A negociação deve incluir eventual cobrança pelo período de uso dos conteúdos desde a entrada em vigor da diretiva, em 24 de outubro de 2019. Na decisão, a Autoridade de Concorrência francesa definiu as práticas do Google como “abuso de posição dominante” e considerou que a estratégia da companhia americana pode causar “sério e imediato prejuízo ao setor de imprensa”.
A diretiva foi criada pela União Europeia e vale para todos os 27 países do bloco. A França saiu na frente na implementação. A regra diz respeito aos chamados “direitos relacionados”, uma disposição semelhante aos direitos autorais, em benefício da imprensa escrita. O objetivo é que jornais e agências de notícias negociem uma remuneração com os gigantes digitais, como Google e Facebook, que recebem a maior parte da receita de publicidade na internet pela reutilização de seus conteúdos. O Google, que exerce monopólio como mecanismo de busca, como mostrou reportagem de GaúchaZH em julho, tem rejeitado qualquer negociação. Pela visão da empresa americana, os sites de notícias têm de concordar que o buscador use gratuitamente trechos de seus textos em seus resultados de busca. Caso contrário, as informações são menos visíveis, o que, inevitavelmente, faz com que o tráfego de usuários caia em suas páginas - e, consequentemente, sua receita publicitária.

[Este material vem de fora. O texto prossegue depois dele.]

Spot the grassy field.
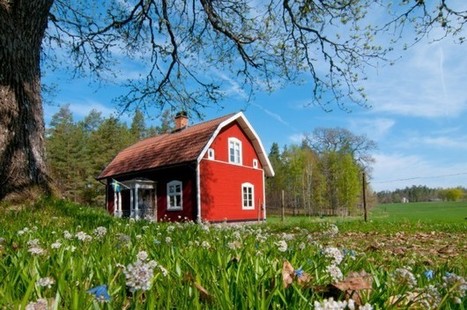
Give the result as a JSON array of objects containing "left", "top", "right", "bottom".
[
  {"left": 370, "top": 201, "right": 467, "bottom": 223},
  {"left": 0, "top": 198, "right": 465, "bottom": 309}
]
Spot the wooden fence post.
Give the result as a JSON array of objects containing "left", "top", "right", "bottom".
[
  {"left": 281, "top": 190, "right": 285, "bottom": 222},
  {"left": 362, "top": 172, "right": 367, "bottom": 222}
]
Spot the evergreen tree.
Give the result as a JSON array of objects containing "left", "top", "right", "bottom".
[{"left": 130, "top": 109, "right": 147, "bottom": 140}]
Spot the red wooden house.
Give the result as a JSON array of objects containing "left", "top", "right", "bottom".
[{"left": 97, "top": 112, "right": 274, "bottom": 223}]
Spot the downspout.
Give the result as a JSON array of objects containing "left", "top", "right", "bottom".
[{"left": 262, "top": 169, "right": 266, "bottom": 221}]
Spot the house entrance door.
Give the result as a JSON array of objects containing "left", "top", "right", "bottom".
[
  {"left": 137, "top": 188, "right": 156, "bottom": 219},
  {"left": 121, "top": 179, "right": 157, "bottom": 220}
]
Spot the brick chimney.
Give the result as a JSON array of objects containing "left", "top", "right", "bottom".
[{"left": 174, "top": 111, "right": 188, "bottom": 129}]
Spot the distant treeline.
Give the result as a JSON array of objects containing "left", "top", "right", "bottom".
[{"left": 376, "top": 185, "right": 466, "bottom": 204}]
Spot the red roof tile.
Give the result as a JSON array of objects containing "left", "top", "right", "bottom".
[{"left": 97, "top": 114, "right": 235, "bottom": 179}]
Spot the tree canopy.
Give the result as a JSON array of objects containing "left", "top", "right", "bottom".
[
  {"left": 44, "top": 1, "right": 467, "bottom": 112},
  {"left": 0, "top": 0, "right": 465, "bottom": 201}
]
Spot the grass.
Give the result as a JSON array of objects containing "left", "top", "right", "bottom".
[
  {"left": 0, "top": 198, "right": 465, "bottom": 309},
  {"left": 370, "top": 201, "right": 467, "bottom": 223}
]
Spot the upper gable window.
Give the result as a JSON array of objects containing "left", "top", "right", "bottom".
[
  {"left": 167, "top": 180, "right": 182, "bottom": 211},
  {"left": 253, "top": 159, "right": 258, "bottom": 169},
  {"left": 228, "top": 138, "right": 242, "bottom": 165},
  {"left": 208, "top": 148, "right": 215, "bottom": 160}
]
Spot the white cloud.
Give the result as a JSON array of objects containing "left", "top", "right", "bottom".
[
  {"left": 349, "top": 118, "right": 395, "bottom": 141},
  {"left": 394, "top": 130, "right": 467, "bottom": 150},
  {"left": 365, "top": 40, "right": 467, "bottom": 118},
  {"left": 371, "top": 152, "right": 467, "bottom": 191}
]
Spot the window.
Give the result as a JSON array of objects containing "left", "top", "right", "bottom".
[
  {"left": 167, "top": 180, "right": 182, "bottom": 210},
  {"left": 242, "top": 183, "right": 254, "bottom": 210},
  {"left": 208, "top": 148, "right": 215, "bottom": 160},
  {"left": 228, "top": 138, "right": 242, "bottom": 164},
  {"left": 253, "top": 159, "right": 258, "bottom": 168}
]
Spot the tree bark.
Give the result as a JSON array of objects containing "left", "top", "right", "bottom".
[{"left": 0, "top": 0, "right": 54, "bottom": 202}]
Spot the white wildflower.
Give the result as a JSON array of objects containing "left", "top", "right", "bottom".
[
  {"left": 167, "top": 225, "right": 175, "bottom": 232},
  {"left": 75, "top": 231, "right": 92, "bottom": 242},
  {"left": 281, "top": 233, "right": 295, "bottom": 241},
  {"left": 93, "top": 226, "right": 107, "bottom": 238},
  {"left": 28, "top": 246, "right": 46, "bottom": 256},
  {"left": 201, "top": 241, "right": 211, "bottom": 249},
  {"left": 326, "top": 264, "right": 343, "bottom": 282},
  {"left": 323, "top": 247, "right": 344, "bottom": 265},
  {"left": 137, "top": 251, "right": 149, "bottom": 261},
  {"left": 228, "top": 240, "right": 242, "bottom": 250},
  {"left": 51, "top": 241, "right": 62, "bottom": 249},
  {"left": 442, "top": 272, "right": 466, "bottom": 303},
  {"left": 393, "top": 267, "right": 417, "bottom": 289},
  {"left": 324, "top": 224, "right": 339, "bottom": 237},
  {"left": 124, "top": 254, "right": 156, "bottom": 292},
  {"left": 165, "top": 236, "right": 172, "bottom": 244},
  {"left": 37, "top": 277, "right": 55, "bottom": 288},
  {"left": 359, "top": 303, "right": 374, "bottom": 310},
  {"left": 232, "top": 230, "right": 241, "bottom": 240},
  {"left": 63, "top": 230, "right": 73, "bottom": 240},
  {"left": 298, "top": 242, "right": 306, "bottom": 251},
  {"left": 25, "top": 298, "right": 49, "bottom": 310},
  {"left": 27, "top": 239, "right": 40, "bottom": 247},
  {"left": 313, "top": 297, "right": 349, "bottom": 310},
  {"left": 158, "top": 265, "right": 169, "bottom": 277},
  {"left": 275, "top": 240, "right": 288, "bottom": 252}
]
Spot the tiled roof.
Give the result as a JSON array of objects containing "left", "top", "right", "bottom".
[{"left": 97, "top": 114, "right": 235, "bottom": 179}]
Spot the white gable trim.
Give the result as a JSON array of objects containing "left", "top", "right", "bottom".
[{"left": 196, "top": 112, "right": 275, "bottom": 177}]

A European Newspaper Publishers Association (ENPA), entidade que representa as editoras jornalísticas da Europa, comemorou a decisão francesa.
- Os publishers europeus se uniram durante a negociação da diretiva e permanecem unidos durante sua implementação. A decisão (francesa) marca um primeiro passo histórico, no qual a França entende a necessidade de proteger a imprensa diante do comportamento do Google, que claramente decorre de um abuso de posição dominante. Atualmente, estamos experimentando o quão importante é a diferença entre notícias falsas e o jornalismo profissional - afirmou o presidente da ENPA, Carlo Perrone, referindo-se ao papel exercito pela imprensa na crise do coronavírus.